Understanding the performance of SAP HANA
We noticed that SAP HANA is very fast, but how exactly are these performance measures achieved? In this section we'll take a look at some of the characteristics that make up a SAP HANA server and just how the performance that we have just seen is achieved.
Massively parallel execution
The first thing that SAP HANA does to speed up SQL queries is to break them down into manageable chunks. For the dataset we used in the previous examples, there were 140 million lines. The server that the SAP HANA
database was running on in the previous example had 12 processors, so to speed up the queries, SAP HANA split the data into 12 chunks (of just under 12 million lines each) and ran the 12 queries all at the same time. Once the results from each subquery came in, SAP HANA then combined the results to provide the overall result.
The advantages of working in this way are immediate: today's computers, especially servers, have several CPUs, each of which has many CPU cores. By putting as many cores to work as possible, SAP HANA maximizes the power which the server can provide to every incoming query.
Most traditional databases claim to work in a similar manner—they run a handful of processes, and so are able to serve several queries at the same time. But there's a critical difference to this: nobody gets the full power of the server. In our example, the only time the server would be fully used is when 12 queries arrive all at the same time (and when a query only takes 800 milliseconds to serve in HANA, this would be relatively rare).

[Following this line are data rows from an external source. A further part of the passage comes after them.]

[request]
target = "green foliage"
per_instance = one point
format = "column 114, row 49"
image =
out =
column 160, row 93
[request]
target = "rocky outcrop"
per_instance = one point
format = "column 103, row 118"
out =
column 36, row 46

If we imagine a server as an image, it might look like the following image for a query on a legacy database:
We can see that the server runs the query on one of the CPU cores, and the other 11 sit idle waiting for work.
The same query running on SAP HANA might be shown something like this:
The query is running on all 12 CPU cores, making the most possible use of the server's power—and returning results around 12 times faster.
If the only innovation were parallel execution of queries, then on our example server shown here, SAP HANA would be faster 11 times out of every 12 queries received if all queries were received at exactly the same time. In all other scenarios, SAP HANA would systematically return query results faster than the legacy database.
Of course, parallel execution isn't the only trick up SAP HANA's sleeve, there's also….
Column-oriented table storage
In any given database, no matter how sophisticated, simple, fast, or slow it is, when it is boiled down, you end up with files of information on the computer's hard disk. The speed at which the database program can get at, interpret, and generally unravel these files impacts the database's perceived speed directly.
Let's picture a table in a database system. This table is a simplified (just for comprehension's sake) version of the table used in the previous section, concerning the US flight records.
Date |
DayOfWeek |
Origin |
Destination |
FlightTime |
DepDelay |
ArrDelay |
---|---|---|---|---|---|---|
19880101 |
5 |
LAX |
JFK |
305 |
10 |
15 |
19880102 |
6 |
LAX |
JFK |
301 |
3 |
4 |
19880103 |
7 |
LAX |
JFK |
311 |
-4 |
7 |
19880104 |
1 |
LAX |
JFK |
282 |
37 |
15 |
19880105 |
2 |
LAX |
JFK |
300 |
0 |
0 |
19880106 |
3 |
LAX |
JFK |
294 |
4 |
-2 |
19880107 |
4 |
LAX |
JFK |
284 |
16 |
0 |
In just about every database system used today (with some exceptions, mostly research projects at universities and a couple of relatively small open-source projects), data is stored in the files basically as you would expect, and might look something like this on disk:
198801015LAXJFK3051015198801026LAXJFK30134198801037LAXJFK311-47198801041LAXJFK2823715198801052LAXJFK30000198801063LAXJFK2944-2198801074LAXJFK284160
The fields have been laid out in the file as they appear in the table, starting with the first row, first field, then second field, and so on to the end of the first row. The operation is then repeated for the other rows in the table. While this is fairly unreadable to us, to a computer program, interpreting this file structure is no trouble at all.
Storing data in this way has one huge advantage for a database server: when you need to add a new line to a table, you just open the file, skip to the end, and write out your data. Adding data to the file is extremely fast.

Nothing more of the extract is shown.